Most of the people of Burkina Faso live in the rural area and are farmers. Cultural and financial barriers are most important in this area where people practice traditional healing because they consult later to modern health services. Diagnosis is mostly performed at an advanced condition where treatment is compromised. So the universal health coverage is not implemented, and people have to make direct payment before care. Even with most people who are living in the urban area and retried, the social security of our country does not give possibility of prepayment but only reimbursement and this situation delay care. In response to the recommendations of the World Health Organization and United Nations Assembly on Aging, our country made policies and defines laws to protect older people in the year 2015, but these laws are still unimplemented because of the lack of decree.

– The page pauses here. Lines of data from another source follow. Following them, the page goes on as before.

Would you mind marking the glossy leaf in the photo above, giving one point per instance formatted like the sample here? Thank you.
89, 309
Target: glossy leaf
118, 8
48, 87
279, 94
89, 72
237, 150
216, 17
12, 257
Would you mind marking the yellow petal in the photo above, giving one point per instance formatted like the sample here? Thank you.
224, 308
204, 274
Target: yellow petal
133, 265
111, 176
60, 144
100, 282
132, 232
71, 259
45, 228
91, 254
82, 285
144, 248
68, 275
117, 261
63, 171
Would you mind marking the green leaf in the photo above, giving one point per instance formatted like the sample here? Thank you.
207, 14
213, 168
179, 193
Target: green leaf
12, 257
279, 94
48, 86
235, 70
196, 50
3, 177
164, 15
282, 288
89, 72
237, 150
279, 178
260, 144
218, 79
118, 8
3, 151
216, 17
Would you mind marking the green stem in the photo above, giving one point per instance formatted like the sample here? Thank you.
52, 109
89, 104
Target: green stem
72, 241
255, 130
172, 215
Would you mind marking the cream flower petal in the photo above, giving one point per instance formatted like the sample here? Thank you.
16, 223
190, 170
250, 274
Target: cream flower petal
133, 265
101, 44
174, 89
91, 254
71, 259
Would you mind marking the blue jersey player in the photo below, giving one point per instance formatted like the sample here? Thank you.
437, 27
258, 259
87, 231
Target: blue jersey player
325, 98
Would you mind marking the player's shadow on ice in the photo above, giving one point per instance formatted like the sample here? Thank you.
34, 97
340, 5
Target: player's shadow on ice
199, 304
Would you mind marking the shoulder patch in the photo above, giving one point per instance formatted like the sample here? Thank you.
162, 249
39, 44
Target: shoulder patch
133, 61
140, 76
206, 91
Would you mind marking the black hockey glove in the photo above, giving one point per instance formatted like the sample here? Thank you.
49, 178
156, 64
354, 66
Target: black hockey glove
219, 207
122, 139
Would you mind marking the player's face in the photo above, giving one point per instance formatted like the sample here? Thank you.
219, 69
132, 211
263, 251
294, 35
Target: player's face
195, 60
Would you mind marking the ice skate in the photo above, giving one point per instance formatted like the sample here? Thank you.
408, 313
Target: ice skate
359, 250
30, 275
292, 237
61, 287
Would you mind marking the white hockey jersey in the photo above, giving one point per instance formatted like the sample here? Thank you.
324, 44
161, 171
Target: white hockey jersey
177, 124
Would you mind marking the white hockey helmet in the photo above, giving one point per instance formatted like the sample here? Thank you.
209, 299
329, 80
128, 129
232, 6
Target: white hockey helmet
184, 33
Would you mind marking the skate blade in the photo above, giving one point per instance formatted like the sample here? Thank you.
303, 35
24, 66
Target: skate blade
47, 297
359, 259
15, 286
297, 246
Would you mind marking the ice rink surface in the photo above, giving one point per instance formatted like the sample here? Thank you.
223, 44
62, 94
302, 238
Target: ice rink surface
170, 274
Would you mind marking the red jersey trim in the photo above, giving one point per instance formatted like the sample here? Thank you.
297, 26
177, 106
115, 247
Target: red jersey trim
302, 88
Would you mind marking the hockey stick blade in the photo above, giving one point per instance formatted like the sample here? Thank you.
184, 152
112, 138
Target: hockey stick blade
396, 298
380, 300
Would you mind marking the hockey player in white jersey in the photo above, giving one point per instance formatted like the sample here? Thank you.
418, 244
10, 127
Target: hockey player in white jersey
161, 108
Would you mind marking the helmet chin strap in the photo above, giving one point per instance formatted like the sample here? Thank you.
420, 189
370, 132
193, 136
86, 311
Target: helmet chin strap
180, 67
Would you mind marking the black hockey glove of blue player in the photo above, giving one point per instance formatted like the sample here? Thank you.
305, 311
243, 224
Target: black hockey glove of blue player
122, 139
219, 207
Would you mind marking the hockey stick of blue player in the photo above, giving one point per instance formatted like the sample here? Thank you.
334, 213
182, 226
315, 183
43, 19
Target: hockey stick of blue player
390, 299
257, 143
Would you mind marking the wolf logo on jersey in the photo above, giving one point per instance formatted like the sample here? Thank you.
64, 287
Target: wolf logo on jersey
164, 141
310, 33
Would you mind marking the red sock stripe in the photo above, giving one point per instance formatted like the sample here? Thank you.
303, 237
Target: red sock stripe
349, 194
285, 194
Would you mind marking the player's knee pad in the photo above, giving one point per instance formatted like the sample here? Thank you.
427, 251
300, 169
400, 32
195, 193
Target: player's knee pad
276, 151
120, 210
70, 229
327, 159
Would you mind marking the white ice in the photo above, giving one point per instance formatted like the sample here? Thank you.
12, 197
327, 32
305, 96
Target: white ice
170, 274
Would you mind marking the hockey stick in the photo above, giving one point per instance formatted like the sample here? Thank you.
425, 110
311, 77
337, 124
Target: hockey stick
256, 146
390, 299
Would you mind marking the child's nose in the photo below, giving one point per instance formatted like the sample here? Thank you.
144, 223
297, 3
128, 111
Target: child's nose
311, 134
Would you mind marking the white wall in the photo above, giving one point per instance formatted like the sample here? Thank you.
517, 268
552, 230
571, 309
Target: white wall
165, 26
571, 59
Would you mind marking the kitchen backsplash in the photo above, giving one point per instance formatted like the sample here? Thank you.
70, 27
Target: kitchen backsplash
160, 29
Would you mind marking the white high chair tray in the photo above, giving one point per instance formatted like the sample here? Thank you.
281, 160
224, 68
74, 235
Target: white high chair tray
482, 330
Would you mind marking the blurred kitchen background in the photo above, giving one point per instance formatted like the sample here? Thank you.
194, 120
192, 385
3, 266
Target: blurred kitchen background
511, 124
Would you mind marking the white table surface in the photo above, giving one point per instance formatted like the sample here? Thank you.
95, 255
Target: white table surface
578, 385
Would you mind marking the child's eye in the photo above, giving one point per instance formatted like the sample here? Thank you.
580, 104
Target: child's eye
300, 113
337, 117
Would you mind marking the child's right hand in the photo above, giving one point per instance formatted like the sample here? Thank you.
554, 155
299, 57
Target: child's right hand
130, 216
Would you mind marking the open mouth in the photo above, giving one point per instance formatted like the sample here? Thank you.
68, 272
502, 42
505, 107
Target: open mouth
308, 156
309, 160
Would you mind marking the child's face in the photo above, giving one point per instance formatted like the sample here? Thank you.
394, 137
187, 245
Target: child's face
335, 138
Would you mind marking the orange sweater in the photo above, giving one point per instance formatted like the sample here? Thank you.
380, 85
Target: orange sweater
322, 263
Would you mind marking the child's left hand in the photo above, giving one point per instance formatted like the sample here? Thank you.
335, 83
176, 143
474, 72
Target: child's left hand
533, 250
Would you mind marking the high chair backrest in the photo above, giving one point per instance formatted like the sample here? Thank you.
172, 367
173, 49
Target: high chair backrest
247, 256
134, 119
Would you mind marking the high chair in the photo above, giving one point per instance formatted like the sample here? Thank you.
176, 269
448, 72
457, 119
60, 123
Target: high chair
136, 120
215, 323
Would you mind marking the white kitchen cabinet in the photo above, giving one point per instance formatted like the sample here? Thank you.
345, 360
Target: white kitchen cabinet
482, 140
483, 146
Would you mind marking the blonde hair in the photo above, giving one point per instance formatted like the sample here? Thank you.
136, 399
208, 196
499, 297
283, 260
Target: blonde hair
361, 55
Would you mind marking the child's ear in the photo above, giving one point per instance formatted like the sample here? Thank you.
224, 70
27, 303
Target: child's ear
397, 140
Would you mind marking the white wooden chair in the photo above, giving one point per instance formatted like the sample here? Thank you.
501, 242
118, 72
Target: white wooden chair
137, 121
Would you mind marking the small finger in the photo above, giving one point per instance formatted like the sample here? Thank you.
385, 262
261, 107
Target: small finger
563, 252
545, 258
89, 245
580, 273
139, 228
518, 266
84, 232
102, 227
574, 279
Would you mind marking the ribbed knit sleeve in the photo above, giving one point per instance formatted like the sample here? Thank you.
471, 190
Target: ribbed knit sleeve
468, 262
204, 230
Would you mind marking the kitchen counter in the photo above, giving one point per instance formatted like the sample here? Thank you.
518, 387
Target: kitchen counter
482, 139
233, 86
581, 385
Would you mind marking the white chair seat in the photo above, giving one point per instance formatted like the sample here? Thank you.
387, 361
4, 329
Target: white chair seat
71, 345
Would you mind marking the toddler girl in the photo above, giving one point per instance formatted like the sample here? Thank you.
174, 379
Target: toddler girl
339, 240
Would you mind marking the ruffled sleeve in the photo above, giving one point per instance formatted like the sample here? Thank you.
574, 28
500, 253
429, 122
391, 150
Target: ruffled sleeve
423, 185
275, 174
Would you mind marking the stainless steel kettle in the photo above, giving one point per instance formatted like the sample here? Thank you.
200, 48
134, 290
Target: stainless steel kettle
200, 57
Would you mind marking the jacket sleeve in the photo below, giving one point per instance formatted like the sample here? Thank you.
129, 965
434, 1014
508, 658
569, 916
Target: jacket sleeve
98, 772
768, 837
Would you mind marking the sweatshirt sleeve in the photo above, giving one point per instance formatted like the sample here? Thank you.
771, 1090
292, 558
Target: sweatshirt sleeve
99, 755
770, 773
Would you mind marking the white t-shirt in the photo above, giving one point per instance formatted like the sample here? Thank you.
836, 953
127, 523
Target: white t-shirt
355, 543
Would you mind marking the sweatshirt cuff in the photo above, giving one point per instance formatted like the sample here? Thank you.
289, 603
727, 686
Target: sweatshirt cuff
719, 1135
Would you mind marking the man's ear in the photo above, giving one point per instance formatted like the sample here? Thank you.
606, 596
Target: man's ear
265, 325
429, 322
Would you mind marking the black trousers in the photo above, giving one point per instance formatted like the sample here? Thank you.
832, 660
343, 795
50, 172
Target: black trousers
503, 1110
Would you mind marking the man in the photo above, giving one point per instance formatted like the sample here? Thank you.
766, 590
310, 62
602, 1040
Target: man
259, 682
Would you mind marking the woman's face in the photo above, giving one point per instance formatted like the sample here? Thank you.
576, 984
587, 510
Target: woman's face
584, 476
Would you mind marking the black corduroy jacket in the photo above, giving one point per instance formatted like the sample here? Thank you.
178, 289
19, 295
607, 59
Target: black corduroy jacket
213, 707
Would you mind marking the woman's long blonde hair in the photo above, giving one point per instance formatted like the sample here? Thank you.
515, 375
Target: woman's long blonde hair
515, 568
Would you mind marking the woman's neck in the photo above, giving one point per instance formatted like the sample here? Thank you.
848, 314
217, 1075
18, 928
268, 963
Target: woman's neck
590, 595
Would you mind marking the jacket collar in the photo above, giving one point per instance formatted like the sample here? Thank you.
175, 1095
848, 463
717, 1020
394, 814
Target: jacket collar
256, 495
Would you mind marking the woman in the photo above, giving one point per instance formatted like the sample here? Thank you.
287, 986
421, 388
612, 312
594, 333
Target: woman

By promoting specialization in geriatry, implementation of policies protecting older people, Burkina Faso government demonstrated a will to promote elderly well-being and health care. The national program of social protection of older people initiated in 2016 will improve health care with a better follow, universal health promotion. In the particular case of intensive care services, the national society of anesthesiology must implement perioperative medicine course. More commitment and investment are needed to enhance of the elderly care. This study has limitations due to retrospective character and long-term outcome data missing. The impact of hospitalization, biologic abnormality, the APACHE, and SOFA score on outcome was not evaluated. This study showed that most of those who live in urban area raise an issue of representativeness for the population, and we cannot generalize these findings.
5. Conclusions
Older patients were frequently admitted in the ICU of Yalgado hospital. Patients are mostly “young old” but have comorbidities. Patients were admitted with the serious condition. LOS was short which indirectly means poor management with early death. Mortality is high. The main factors of death are shock, severe brain trauma, coma, surgical condition, complication occurring, and stroke. The public must be sensitized to consult early and respect medical advices. Health-care worker must improve their skills and adapted care to older people. The implementation of geriatric center can allow improved care for a low rate of death.